An aurora captured near Zaca Lake in Santa Barbara County on May 10, 2024. | Credit: Tom Rejzak

The Northern Lights were out Friday night, and Tom Rejzek captured this amazing photograph in Foxen Canyon near Zaca Lake. “Basically, I was looking for it and found it!” he wrote in an email to the Indy.

Rejzek said it was foggy when he headed out around 10 p.m. from Santa Maria, where he lives: “I’m a serious amateur photographer — and a Daily Nexus photographer from the 1980s — and reports were showing visible aurora in the states north of us. I headed inland on Foxen Canyon, and the fog finally broke just south of Alisos Canyon Road.

“It was pretty dark. Looking north, I could see some very faint vertical white lines on the horizon. Success! I set up my DSLR camera on a tripod and took a couple of test shots.

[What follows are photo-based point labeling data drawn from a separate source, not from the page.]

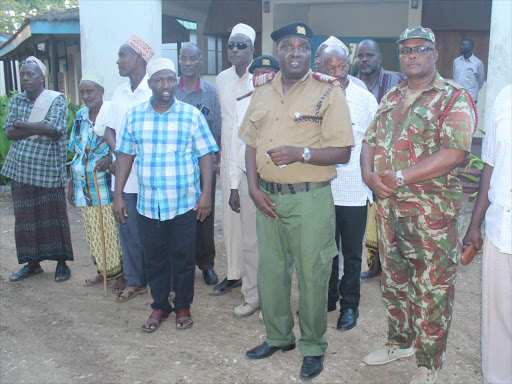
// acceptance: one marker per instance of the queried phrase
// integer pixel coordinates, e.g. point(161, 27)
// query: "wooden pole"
point(102, 233)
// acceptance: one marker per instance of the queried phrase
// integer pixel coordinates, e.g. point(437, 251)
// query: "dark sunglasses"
point(421, 50)
point(240, 46)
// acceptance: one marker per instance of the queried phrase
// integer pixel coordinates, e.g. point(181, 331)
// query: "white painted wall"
point(499, 73)
point(105, 26)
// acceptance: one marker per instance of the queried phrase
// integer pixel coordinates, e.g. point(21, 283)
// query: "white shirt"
point(469, 74)
point(237, 158)
point(496, 152)
point(122, 101)
point(229, 88)
point(348, 188)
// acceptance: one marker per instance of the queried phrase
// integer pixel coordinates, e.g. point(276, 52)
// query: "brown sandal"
point(182, 319)
point(129, 293)
point(155, 320)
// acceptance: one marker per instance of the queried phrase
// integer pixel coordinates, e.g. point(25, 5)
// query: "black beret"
point(264, 62)
point(293, 29)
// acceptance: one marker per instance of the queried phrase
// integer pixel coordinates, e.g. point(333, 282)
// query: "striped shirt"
point(88, 148)
point(167, 147)
point(40, 161)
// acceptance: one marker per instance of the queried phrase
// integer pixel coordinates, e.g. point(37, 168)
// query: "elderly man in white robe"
point(231, 84)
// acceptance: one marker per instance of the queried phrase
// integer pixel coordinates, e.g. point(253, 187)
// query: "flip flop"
point(154, 320)
point(62, 273)
point(127, 295)
point(182, 315)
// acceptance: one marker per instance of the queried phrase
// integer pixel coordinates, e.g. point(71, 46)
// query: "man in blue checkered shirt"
point(172, 147)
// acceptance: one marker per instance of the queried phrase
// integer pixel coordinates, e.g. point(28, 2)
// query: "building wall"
point(105, 26)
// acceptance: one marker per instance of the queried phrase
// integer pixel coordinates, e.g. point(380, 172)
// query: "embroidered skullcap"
point(94, 77)
point(335, 42)
point(39, 64)
point(244, 29)
point(141, 47)
point(158, 64)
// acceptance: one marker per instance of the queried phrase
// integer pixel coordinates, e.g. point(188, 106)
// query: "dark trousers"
point(205, 252)
point(350, 227)
point(169, 251)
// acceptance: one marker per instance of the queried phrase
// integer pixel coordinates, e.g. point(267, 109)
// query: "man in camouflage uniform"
point(296, 128)
point(410, 162)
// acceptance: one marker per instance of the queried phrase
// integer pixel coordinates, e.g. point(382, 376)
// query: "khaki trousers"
point(496, 315)
point(249, 245)
point(232, 226)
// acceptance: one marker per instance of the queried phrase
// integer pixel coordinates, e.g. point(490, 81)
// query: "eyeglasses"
point(420, 50)
point(240, 46)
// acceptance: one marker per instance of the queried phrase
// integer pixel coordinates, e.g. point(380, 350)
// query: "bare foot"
point(98, 279)
point(120, 284)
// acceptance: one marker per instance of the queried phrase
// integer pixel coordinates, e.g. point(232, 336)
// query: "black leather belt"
point(291, 189)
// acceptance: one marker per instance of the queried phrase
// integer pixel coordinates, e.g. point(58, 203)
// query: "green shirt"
point(420, 123)
point(39, 161)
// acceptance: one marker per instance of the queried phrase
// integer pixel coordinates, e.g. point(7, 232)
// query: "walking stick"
point(102, 233)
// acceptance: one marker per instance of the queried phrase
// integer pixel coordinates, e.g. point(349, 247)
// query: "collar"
point(199, 85)
point(437, 83)
point(143, 85)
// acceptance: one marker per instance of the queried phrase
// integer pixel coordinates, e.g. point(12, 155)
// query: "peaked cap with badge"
point(418, 32)
point(299, 29)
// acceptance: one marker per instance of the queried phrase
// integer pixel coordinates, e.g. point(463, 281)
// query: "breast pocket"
point(423, 131)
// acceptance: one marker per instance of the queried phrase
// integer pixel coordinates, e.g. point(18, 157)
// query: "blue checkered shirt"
point(166, 147)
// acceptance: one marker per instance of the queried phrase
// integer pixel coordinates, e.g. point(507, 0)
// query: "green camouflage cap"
point(417, 33)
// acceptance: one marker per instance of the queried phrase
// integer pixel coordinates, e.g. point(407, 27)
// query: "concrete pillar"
point(499, 72)
point(414, 18)
point(105, 26)
point(267, 26)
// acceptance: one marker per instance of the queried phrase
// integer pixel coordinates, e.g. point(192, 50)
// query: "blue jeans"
point(170, 251)
point(133, 256)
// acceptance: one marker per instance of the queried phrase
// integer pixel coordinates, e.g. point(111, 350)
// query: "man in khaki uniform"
point(296, 128)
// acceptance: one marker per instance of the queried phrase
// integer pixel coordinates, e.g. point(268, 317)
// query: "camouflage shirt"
point(391, 131)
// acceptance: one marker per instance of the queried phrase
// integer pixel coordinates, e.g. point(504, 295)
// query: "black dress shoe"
point(266, 350)
point(210, 277)
point(347, 319)
point(312, 366)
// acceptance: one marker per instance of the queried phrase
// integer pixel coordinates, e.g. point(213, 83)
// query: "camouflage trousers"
point(419, 257)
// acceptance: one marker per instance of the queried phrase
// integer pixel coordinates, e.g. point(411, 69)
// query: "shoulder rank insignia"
point(263, 79)
point(325, 78)
point(453, 84)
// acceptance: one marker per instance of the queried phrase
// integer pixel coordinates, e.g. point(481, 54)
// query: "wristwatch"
point(306, 155)
point(399, 179)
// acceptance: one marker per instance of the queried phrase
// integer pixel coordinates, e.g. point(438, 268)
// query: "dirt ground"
point(66, 333)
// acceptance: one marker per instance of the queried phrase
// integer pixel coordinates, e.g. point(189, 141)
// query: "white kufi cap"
point(244, 29)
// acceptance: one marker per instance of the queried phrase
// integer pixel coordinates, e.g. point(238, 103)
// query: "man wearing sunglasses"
point(409, 160)
point(231, 84)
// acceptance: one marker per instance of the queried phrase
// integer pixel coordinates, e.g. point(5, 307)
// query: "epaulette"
point(266, 78)
point(244, 96)
point(454, 84)
point(326, 78)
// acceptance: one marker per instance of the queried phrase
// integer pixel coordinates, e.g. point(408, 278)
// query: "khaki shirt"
point(270, 122)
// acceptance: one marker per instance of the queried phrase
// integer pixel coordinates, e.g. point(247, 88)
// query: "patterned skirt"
point(41, 225)
point(112, 244)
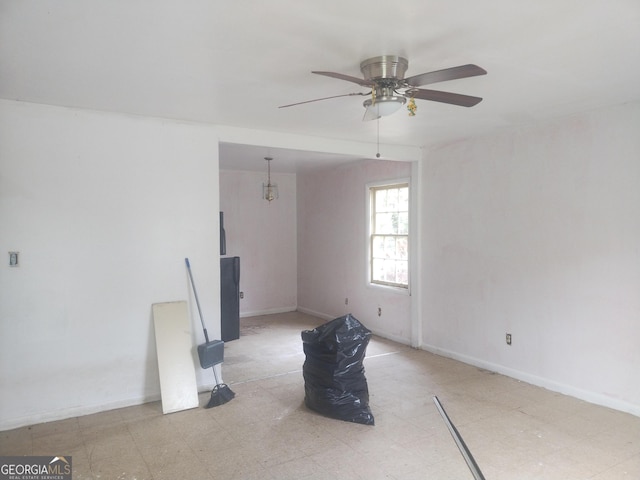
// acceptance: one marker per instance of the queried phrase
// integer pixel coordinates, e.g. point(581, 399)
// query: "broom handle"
point(195, 294)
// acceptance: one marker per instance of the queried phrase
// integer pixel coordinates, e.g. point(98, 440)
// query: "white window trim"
point(381, 183)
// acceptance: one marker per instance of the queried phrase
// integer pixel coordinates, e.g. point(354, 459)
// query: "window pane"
point(403, 223)
point(389, 235)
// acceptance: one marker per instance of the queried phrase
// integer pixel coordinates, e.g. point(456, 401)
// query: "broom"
point(211, 353)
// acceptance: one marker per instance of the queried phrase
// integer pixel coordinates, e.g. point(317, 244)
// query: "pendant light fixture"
point(269, 190)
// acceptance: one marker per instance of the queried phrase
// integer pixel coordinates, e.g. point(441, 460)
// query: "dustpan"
point(211, 353)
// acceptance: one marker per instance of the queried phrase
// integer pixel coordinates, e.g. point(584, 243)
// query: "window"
point(389, 235)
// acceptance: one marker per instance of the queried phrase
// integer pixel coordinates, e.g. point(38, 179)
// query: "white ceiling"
point(234, 62)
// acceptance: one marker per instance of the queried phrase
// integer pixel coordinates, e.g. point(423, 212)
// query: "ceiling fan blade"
point(348, 78)
point(444, 97)
point(320, 99)
point(463, 71)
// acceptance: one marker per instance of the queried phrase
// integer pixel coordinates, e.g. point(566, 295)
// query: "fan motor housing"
point(385, 66)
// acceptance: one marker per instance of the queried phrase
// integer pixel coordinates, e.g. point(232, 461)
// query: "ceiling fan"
point(390, 90)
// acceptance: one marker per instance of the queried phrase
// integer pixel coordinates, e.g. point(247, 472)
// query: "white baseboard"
point(586, 395)
point(313, 313)
point(270, 311)
point(78, 411)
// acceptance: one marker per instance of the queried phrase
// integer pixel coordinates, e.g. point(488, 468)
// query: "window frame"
point(370, 234)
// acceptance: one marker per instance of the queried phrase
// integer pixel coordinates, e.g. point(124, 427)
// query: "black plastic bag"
point(333, 371)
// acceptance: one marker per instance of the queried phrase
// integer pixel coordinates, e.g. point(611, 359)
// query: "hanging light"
point(269, 190)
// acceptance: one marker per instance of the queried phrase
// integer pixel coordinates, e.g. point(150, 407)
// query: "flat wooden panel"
point(178, 386)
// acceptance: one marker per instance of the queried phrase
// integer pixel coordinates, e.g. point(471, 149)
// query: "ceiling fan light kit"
point(384, 75)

I immediately saw the aurora on the camera preview screen.”

Rejzek said he spent an hour adjusting his camera speeds and focal lengths, taking 30-second exposures at a high ISO.

“The aurora ebbed and flowed over the next hour,” he said. “The unprocessed images had a distinct reddish hue. Once back home, I played with the color balance on the raw files in Photoshop and was able to pull out more colors.”

Rejzek said he’d seen an aurora before, at Mammoth in the 1990s, but he knew that the current solar storm was the sun’s largest coronal mass ejection in 20 years.

“I enjoy astro-photography, so it was special to capture this rare event.”